The unapproved food source violation means some ingredient entering the kitchen had not passed through USDA or FDA inspection channels. If a customer later became ill and investigators needed to trace the source, there would be no supply chain record to follow. Listeria and Salmonella are among the pathogens that routine inspections are designed to catch before food reaches a restaurant.
The parasite destruction failure is specific to the menu at a restaurant like Hawkers, which serves Asian street fare that includes fish and dishes with proteins that can carry Anisakis or Trichinella. Proper freezing at specific temperatures for specific durations kills those parasites before food is served. Without that step, a customer eating an affected dish could ingest a live parasite.

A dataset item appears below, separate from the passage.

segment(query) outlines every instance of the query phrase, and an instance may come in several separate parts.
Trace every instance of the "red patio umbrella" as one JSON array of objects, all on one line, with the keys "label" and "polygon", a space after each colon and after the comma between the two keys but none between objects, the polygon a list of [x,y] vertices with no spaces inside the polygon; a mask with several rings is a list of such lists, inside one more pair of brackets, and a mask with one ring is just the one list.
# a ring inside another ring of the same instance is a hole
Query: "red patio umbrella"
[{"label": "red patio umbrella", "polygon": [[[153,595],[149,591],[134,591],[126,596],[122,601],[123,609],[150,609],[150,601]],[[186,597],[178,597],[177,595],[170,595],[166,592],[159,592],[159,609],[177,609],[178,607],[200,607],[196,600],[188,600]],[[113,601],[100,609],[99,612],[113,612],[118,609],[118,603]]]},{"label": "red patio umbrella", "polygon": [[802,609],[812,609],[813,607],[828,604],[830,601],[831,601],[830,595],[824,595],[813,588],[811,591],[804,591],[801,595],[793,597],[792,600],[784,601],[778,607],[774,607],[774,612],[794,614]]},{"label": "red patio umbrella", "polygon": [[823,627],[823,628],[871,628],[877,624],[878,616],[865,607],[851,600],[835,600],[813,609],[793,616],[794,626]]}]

The missing consumer advisory compounds the cooking temperature violation. Diners who are elderly, pregnant, immunocompromised, or very young are at elevated risk from undercooked proteins, and they have no way to make an informed choice if the menu does not disclose that risk. At Hawkers in April, they were not given that information.
The Longer Record
The April 2026 inspection was not an aberration. State records show Hawkers on Atlantic Boulevard has been inspected 31 times and has accumulated 214 violations across its history.
The pattern of high-severity citations is consistent going back years. In September 2025, just seven months before the April inspection, inspectors found seven high-severity and three intermediate violations. A clean follow-up inspection five days later, on September 15, showed zero high or intermediate violations, a swing that suggests the restaurant can meet standards when pressed but does not always maintain them between inspections.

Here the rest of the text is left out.